Wound Procedure Each mouse was placed in an isoflurane container for about 5-10 minutes. Each mouse was shaved and depilatory cream (Nair) was used to remove the remaining hair. (Hair removal was done in groups (1) -9 just prior to the wound procedure and in croups (1 ′) and (2 ′) the day before the wound) The wounded area was wiped with 70% alcohol and Nolvasan solution. Each mouse was then injected with bupremorphylin and returned to the isoflurane container prior to wounding. The wound site was outlined using an ink stamp and a 1 cm punch biopsy marking two circular areas on the left and right dorsal sides of the mouse. The wound is applied by lifting the skin with forceps and cutting it according to a template using a curved Metzenbaum scissors. Buprenorphine is administered at a dose of 0.05 to 0.1 mg / kg SC. The wounds were wrapped with Tegaderm dressing, which was changed every 3 days during wound measurement or when needed.

  Immediately after wounding the skin, the initial wound was removed because the perimeter of the wound was contoured on clear paper (in this procedure, the mice were kept stationary using isoflurane anesthesia). By using a fine point maker, the wound was transcribed every 3 days. When the wound was closing, size assessments were performed every 2 days and daily if deemed necessary. The contours were digitized, quantified and analyzed using the following computer image analysis software.

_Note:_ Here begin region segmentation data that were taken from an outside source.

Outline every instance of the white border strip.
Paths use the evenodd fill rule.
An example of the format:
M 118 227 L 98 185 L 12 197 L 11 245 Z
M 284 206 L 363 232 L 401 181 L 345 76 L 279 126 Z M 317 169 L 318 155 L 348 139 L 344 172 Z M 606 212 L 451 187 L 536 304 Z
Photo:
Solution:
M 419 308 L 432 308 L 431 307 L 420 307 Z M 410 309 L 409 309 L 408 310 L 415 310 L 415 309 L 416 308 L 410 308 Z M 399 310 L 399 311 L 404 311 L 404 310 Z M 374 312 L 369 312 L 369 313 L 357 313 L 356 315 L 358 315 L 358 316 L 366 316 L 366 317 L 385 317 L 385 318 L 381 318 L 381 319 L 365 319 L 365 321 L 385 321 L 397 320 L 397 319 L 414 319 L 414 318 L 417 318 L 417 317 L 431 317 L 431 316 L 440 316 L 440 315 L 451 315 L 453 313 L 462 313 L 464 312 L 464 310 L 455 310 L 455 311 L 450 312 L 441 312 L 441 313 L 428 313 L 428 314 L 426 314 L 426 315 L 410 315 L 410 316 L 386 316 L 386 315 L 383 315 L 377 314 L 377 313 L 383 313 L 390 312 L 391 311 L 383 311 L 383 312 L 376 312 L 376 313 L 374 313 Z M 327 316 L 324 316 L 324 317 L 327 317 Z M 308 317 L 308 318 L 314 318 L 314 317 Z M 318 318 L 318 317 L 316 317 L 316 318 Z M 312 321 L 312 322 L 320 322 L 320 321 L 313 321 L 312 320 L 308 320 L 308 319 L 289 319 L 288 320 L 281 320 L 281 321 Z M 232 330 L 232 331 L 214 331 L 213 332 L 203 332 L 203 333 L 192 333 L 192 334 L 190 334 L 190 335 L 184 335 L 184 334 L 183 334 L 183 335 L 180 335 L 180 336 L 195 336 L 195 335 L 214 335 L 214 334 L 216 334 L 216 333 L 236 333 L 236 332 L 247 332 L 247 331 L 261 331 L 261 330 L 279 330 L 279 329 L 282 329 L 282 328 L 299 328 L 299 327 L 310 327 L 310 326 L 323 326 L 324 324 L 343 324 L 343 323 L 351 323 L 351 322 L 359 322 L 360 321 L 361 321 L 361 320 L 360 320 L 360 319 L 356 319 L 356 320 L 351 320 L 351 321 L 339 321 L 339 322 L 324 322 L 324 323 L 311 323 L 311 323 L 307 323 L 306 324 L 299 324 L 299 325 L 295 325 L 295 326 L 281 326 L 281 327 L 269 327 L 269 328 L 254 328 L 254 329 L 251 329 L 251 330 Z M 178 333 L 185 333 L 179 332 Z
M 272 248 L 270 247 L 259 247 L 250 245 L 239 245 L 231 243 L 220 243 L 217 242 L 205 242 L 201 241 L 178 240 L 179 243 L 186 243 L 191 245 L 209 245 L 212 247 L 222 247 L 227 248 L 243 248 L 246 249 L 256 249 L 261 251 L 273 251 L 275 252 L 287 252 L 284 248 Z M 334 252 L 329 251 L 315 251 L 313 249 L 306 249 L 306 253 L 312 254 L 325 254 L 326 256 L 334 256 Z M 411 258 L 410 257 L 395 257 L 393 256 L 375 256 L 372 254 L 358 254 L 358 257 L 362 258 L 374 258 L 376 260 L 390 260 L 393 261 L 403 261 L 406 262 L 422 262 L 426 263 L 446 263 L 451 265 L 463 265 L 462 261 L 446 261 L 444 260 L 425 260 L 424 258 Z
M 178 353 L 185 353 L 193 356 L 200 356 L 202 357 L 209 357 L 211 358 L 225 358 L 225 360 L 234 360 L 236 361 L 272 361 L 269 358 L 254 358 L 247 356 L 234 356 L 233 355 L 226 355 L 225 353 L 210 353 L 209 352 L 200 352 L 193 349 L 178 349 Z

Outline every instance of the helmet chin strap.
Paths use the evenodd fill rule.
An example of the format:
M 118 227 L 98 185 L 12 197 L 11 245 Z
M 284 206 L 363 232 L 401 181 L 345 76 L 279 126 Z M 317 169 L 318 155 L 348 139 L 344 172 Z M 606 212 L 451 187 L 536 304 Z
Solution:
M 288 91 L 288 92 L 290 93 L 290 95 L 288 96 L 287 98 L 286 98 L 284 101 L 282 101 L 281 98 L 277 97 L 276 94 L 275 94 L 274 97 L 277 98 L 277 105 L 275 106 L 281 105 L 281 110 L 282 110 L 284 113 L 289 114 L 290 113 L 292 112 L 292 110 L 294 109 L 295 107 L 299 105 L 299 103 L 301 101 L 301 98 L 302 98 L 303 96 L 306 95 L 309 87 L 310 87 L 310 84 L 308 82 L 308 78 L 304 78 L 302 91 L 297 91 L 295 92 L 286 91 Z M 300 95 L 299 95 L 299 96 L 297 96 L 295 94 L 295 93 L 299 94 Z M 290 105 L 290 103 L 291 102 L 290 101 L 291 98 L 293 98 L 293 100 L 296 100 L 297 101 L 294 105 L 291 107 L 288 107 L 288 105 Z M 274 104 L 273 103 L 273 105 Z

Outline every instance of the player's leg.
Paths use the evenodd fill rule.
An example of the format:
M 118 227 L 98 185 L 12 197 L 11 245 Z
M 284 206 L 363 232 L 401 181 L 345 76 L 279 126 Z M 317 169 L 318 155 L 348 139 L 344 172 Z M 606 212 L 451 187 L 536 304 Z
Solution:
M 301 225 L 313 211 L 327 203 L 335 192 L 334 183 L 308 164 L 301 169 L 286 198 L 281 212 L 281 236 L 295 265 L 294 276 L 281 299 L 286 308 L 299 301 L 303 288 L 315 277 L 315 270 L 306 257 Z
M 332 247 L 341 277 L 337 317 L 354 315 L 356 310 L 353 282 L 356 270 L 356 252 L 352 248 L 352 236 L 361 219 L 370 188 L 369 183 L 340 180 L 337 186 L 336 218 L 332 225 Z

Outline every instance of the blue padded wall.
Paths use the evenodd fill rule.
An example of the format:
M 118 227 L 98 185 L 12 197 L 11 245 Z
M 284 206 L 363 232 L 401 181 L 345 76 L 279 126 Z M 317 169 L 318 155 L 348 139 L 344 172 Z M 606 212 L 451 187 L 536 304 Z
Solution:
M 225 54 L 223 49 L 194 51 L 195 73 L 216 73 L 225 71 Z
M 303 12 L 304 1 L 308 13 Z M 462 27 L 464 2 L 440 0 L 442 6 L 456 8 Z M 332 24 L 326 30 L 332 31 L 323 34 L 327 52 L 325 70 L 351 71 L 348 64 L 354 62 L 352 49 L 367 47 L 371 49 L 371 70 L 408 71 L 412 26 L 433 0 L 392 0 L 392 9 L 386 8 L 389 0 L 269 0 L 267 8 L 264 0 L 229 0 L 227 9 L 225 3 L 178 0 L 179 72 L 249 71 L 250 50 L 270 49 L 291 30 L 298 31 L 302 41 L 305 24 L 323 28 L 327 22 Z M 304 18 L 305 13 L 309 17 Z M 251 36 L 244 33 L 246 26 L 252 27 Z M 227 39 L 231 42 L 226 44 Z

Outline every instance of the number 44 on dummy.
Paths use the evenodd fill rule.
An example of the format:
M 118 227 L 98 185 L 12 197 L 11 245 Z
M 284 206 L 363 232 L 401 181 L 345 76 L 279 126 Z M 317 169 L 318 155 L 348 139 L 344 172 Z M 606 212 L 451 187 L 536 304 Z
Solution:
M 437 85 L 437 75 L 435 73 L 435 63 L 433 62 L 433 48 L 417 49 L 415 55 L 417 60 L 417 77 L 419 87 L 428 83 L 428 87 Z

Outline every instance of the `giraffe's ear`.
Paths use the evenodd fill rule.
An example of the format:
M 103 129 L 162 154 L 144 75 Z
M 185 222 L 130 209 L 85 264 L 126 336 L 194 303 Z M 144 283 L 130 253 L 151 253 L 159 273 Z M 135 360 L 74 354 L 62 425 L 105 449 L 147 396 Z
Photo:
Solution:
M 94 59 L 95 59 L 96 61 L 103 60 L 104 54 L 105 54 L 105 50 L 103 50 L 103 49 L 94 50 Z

  In the mice, administration began at the daily doses listed in Table 1 from the day of wounding. The mice continued to receive routine treatment until the study leader and client determined that the wound was closed. Blood glucose levels were measured with a glucometer prior to the first scheduled dose and thereafter weekly using blood collected by tail cuts. Body weight was measured prior to treatment and was measured weekly. Clinical observations were performed weekly.

When the wound was closed, the mice were sacrified by CO ₂ inhalation. Blood was collected by terminal cardiac puncture and processed into serum. The left and right wound areas were excised and placed in labeled cassettes and placed in 10% neutral buffered formalin bottles.

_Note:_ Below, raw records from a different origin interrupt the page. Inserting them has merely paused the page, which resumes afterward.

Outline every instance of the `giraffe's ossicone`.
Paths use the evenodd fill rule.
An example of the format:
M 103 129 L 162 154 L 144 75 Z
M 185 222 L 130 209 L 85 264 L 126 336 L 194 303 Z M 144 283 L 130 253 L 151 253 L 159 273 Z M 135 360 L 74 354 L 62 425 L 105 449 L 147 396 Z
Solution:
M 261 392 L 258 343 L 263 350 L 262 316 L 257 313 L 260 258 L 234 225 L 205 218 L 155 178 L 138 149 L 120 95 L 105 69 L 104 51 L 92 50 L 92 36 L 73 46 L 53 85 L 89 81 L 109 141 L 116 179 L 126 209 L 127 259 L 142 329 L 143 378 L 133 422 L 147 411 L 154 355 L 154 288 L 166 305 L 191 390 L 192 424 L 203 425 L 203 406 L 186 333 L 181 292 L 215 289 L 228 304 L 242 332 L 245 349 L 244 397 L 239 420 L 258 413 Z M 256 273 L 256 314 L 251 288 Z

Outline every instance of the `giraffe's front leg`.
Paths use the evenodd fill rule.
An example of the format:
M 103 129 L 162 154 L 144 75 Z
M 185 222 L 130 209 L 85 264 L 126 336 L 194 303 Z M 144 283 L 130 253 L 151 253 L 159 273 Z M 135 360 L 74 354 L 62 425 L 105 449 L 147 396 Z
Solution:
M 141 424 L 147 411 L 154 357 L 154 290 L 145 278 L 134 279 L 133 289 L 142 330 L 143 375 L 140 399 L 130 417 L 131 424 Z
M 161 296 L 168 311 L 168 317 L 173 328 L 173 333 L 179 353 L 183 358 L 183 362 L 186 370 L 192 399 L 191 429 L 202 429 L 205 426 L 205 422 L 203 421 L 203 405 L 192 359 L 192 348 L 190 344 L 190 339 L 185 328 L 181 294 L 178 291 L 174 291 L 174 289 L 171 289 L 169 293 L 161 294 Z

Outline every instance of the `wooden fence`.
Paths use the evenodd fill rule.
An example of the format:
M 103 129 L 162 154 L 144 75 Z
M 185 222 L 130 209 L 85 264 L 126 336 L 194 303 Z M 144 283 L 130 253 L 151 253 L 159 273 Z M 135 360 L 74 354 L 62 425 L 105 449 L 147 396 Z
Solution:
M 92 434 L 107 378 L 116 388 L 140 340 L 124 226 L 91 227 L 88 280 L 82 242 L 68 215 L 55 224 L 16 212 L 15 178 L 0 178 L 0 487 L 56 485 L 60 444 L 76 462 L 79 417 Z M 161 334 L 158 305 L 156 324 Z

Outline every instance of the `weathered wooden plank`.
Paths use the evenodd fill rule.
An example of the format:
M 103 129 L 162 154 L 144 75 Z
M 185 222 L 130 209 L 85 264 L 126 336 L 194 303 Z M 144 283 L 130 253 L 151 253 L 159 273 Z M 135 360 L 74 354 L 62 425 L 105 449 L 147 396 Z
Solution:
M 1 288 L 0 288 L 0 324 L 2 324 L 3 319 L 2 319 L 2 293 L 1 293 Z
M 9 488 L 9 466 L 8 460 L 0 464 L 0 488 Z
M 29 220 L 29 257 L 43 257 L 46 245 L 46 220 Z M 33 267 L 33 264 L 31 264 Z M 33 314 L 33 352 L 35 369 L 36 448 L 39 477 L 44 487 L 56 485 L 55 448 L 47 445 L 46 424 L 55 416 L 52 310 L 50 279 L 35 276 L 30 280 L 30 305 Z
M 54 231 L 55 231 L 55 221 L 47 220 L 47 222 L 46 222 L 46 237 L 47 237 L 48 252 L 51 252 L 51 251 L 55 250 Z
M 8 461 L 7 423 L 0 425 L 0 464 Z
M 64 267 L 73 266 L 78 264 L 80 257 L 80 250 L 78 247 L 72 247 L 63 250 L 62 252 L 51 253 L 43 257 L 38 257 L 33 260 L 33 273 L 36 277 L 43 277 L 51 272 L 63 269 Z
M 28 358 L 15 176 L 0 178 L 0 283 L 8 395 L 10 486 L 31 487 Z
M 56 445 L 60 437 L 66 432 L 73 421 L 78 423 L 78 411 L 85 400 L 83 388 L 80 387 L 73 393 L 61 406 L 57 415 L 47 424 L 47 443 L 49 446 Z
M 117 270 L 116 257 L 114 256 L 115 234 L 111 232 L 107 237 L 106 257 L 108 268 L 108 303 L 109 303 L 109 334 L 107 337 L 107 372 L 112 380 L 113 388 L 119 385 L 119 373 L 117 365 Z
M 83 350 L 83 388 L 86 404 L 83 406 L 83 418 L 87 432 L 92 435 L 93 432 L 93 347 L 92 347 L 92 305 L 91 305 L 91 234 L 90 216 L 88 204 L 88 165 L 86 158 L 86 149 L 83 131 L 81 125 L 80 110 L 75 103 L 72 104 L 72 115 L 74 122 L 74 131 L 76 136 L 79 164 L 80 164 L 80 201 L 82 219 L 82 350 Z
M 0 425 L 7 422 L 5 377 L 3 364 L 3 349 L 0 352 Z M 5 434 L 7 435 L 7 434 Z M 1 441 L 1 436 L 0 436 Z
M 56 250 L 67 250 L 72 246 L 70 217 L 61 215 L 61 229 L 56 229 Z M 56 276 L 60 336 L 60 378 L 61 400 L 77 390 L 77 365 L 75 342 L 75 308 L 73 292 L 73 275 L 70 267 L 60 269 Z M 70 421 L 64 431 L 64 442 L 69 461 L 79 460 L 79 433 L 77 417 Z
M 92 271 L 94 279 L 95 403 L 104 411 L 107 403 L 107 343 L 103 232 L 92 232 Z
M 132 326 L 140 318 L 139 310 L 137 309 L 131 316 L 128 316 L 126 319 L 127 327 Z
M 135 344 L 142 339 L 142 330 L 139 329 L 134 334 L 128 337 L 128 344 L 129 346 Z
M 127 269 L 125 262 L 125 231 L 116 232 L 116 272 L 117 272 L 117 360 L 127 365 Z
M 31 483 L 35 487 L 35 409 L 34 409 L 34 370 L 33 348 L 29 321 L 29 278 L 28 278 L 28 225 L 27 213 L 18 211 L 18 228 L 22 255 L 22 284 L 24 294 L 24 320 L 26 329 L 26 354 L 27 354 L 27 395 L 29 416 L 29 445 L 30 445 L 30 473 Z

  Data is collected according to the schedule shown in Table 2.

  The raw data was reconfirmed (read and understood) for accuracy. A translucent view of the wound on clear paper was electronically transposed into Scion Image (Alpha 4.0.3.2) using an intuos.3 art pad. Digital image transcripts were analyzed in Scion to measure perimeter length and area, and the dimensions were unified with a digital transcript of a reference circle with a known dimension. The percent closure was calculated in both perimeter length and area, based on 0 day wound size (0% closure). Wound closure in the same mouse had a certain association (Pearson correlation coefficient = 0.71). Thus, mice were used as experimental units for all analyses, except for the median closing time (wounds were used as experimental units).

  The ANOVA variance test was used to compare the% closure at day 14, and the Student t test was used to make a pair-wise comparison with the db / db vehicle control (group (3)).

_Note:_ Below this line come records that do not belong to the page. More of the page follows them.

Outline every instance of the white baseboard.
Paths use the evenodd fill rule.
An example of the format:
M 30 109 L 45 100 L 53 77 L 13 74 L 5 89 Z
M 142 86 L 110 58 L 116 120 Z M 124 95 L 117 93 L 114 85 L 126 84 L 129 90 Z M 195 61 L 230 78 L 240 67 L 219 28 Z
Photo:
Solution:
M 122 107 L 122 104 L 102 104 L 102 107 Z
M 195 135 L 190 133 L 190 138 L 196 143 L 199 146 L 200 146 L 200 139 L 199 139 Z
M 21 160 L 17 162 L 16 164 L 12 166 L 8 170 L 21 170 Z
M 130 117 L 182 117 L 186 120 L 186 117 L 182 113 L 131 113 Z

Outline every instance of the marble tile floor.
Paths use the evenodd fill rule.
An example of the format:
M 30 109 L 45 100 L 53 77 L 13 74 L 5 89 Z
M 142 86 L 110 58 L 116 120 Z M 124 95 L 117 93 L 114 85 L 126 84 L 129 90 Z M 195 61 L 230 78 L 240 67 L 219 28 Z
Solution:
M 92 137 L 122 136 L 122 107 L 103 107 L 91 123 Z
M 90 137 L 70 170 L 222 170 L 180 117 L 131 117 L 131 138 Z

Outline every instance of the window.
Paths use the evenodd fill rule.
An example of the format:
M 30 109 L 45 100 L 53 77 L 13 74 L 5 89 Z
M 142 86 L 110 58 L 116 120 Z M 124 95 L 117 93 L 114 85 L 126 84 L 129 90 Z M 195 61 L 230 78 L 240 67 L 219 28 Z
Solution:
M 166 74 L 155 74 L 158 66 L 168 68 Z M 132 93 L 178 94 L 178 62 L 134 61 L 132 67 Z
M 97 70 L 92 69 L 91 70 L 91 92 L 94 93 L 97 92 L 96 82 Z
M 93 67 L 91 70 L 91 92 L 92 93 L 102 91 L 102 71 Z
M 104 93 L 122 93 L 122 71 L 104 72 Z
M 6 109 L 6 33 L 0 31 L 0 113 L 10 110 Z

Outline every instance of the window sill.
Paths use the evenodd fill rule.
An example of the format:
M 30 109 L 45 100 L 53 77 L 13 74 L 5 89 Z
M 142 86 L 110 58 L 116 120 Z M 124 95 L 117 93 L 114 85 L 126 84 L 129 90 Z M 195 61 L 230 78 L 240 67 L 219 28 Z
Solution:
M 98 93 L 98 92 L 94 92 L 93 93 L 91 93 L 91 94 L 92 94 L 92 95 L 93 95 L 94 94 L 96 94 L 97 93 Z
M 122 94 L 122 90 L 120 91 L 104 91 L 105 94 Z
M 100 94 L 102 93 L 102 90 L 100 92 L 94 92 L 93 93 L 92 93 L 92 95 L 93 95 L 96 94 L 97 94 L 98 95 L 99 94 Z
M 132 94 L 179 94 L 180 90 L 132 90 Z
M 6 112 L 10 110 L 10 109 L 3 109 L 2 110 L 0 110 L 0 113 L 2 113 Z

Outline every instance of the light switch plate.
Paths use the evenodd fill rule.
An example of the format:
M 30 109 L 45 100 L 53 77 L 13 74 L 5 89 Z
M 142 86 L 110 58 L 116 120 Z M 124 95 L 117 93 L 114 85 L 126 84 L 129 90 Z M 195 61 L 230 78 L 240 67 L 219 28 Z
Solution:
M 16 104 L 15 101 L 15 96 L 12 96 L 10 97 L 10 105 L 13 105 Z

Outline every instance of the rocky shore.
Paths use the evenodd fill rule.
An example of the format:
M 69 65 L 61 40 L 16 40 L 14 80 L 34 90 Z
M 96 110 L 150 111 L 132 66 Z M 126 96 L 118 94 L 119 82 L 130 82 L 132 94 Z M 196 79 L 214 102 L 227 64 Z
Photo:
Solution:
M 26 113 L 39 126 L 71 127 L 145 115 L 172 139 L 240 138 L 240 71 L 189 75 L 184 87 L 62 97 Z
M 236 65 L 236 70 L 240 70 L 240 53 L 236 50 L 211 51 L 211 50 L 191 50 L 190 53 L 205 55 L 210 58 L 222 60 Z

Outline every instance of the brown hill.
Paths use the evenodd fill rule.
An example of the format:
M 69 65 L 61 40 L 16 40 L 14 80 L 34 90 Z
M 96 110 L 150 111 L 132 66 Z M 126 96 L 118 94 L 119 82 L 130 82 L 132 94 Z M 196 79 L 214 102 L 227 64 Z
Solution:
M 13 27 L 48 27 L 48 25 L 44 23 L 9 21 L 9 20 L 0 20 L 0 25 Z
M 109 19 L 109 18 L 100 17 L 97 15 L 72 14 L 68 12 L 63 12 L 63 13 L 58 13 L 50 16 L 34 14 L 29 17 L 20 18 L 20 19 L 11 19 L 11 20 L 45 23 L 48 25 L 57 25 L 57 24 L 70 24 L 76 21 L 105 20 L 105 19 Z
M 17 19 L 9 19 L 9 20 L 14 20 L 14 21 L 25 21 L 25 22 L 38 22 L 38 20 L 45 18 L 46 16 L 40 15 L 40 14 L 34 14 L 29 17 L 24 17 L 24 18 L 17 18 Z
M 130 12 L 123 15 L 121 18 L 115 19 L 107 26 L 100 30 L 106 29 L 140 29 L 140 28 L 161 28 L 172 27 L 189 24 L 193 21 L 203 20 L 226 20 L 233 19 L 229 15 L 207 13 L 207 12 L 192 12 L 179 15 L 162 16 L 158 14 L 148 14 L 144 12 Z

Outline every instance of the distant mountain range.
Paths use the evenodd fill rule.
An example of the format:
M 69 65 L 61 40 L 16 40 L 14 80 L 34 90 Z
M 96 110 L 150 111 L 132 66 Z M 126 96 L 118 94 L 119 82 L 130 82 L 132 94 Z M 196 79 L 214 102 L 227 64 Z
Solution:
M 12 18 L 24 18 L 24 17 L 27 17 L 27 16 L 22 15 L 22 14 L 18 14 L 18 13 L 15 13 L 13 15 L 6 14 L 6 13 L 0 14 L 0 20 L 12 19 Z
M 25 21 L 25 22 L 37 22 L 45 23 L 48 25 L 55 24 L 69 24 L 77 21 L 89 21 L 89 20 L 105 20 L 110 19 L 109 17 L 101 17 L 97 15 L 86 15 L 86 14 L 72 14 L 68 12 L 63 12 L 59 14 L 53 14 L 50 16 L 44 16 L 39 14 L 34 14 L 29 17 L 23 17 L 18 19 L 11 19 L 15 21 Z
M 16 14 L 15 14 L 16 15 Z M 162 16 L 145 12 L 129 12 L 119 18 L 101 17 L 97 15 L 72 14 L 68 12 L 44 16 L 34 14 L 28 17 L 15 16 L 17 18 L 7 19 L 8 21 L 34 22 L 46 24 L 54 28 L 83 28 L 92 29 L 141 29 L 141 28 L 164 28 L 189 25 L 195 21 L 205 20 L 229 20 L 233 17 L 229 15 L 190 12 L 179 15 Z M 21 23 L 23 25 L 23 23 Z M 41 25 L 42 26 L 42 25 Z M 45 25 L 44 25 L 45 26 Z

  Closing time using the end point of the first wound closure in each mouse, or (2) both wound closures in each mouse was the survival at JMP 6.0.0 using the proportional hazards model. Analyzed by rate analysis. The proportional hazards model is a special semi-parameter model for testing the effect of explanatory variables on survival time (Cox, DR, J. Royal Stat. Soc. Ser. B (Methodol), 1972, 34 (2) : 187-220). The survival time for each numbered population is summarized after its own hazard function.

  Proportional hazard models have both semi-parametric, ie non-parametric and parametric aspects. It is nonparametric in that it includes any unspecified baseline hazard function; it is also parametric because it can infer a parametric form of the covariates. The baseline hazard function is estimated by a (time-dependent) covariate function of the model to give a general hazard function. Unlike Kaplan-Meier analysis, proportional hazards calculate parameter estimates and normalize the error in each covariate. The regression parameters associated with the explanatory variables (β) and their standard errors are estimated using the maximum likelihood method. The conditional risk ratio (or risk factor) and its confidence limits are also calculated from the parameter estimates.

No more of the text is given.